F2410 FOM II Series E1 Fiber Optic Modem Technical Manual

1. You call VERSITRON at 302-894-0699 or 800-537-2296 and obtain a Return Maintenance Authorization (RMA) Number. Please reference your RMA number on the outside of box in which the item is shipped.

No other warranty is expressed or implied and we are not liable for consequential damages. For repairs outside of the warranty period, the same procedure must be followed.

SECTION 1: DESCRIPTION OF EQUIPMENT

SECTION 2: INSTALLATION

SECTION 3: OPERATION

SECTION 4: THEORY OF OPERATION

SECTION 5: MAINTENANCE AND TROUBLESHOOTING

List of ILLUSTRATIONS

List of TABLES

SECTION 1

DESCRIPTION OF EQUIPMENT

1.1 INTRODUCTION

This manual provides information on the installation and operation of the Model F2410 FOM II Series E1 Fiber Optic Modem. Section 1 contains a general description of the equipment. Section 2 contains installation instructions. Section 3 contains operating instructions. Section 4 provides the theory of operation. Section 5 contains maintenance and troubleshooting information.

Model Number	Part Number	Description
F2412	30283-12	E1 fiber modem, duplex or simplex, 850nm MM LED, ST, 3km
F2414	30283-14	E1 fiber modem, duplex or simplex, 1300nm MM LED, ST, 15km
F2415	30283-15	E1 fiber modem, duplex or simplex, 1300nm SM LED, ST, 30km

1.2 DESCRIPTION OF EQUIPMENT

1.2.1 Functional Characteristics

The Model F2410 FOM II Series products are fiber optic links designed for use as an E1-standard fiber optic modem. F2410 modems use fiber optic cable of up to 3km (1.85mi/9,800ft) for 850nm multimode LEDs, up to 15km (9.3mi/49,000ft) for 1300nm multimode LEDs, or 30km (18.6mi/ 98,000ft) for 1300nm single mode LEDs. The fiber optic circuit (two F2410 modems connected by fiber optic cable) has data rates and electrical signal characteristics that conform to G.703, G.823, and G.955 standards. Electrical signals on copper cable are converted to fiber optic signals by the F2410 modem, and AMI or HDB3 data protocols are decoded.

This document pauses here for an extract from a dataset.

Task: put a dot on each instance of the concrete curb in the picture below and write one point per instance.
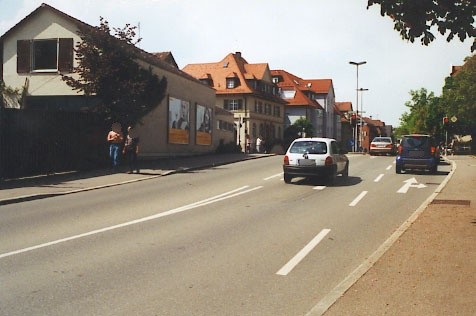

1.2.2 Physical Characteristics

F2410 modems measure 7.0W x 0.84H x 11.6L in. (17.8 x 2.1 x 28.9 cm) and are designed for mounting in a variety of VERSITRON enclosures or chassis. Table 1 lists dimensions of enclosures and chassis. Standalone options include single card enclosures (HF-1) and dual card enclosures (HF-2). Rack mount options include 2-slot chassis (HF-2SS) and 20-slot chassis (HF-20). Each F2410 installed in a HF-1, HF-2 or HF-2SS requires either a VERSITRON Model PSAC08 (US) or PSAC09 (European) power adapter providing 12 VDC, 1A with a one-pin connector for electrical input on the back of the modem. There is a female DB15 subminiature connector for the digital interface and two ST connectors for the fiber optic interface, also on the back of the modem. F2410 modems installed in a HF-20 require a Model AC150W Power Supply / System Monitor. Each AC150W installed into the HF-20 requires two slots. Two AC150W power supplies are required for redundancy. The F2410 modems have six LED indicators on the front panel: DC power on (PWR), alarm (ALM), transmit data present (TXD), receive data present (RXD), bipolar violation (BPV), and loopback mode indicator (LOOP).

Model # (Part #)	Dimensions	Description	*Power Supply Required ¹**
HF-1 (19052)	7.1" W x 1.3" H x 11.6" L	Single Card Standalone Enclosure	PSAC08 PSAC09 (LTWPD1210PLX) (LTWPD1210EPL)
HF-2 *² (19053)	7.1" W x 2.3" H x 11.6" L	Dual Card Standalone Enclosure	PSAC08 PSAC09 (LTWPD1210PLX) (LTWPD1210EPL)
HF-2SS *² (19629)	19" W x 1.7" H x 13.8" L	2-Slot Rack Mount Chassis	PSAC08 PSAC09 (LTWPD1210PLX) (LTWPD1210EPL)
HF-20 (19032)	19" W x 7.1" H x 11.6" L	20-Slot Rack Mount Chassis	AC150W (19320-03)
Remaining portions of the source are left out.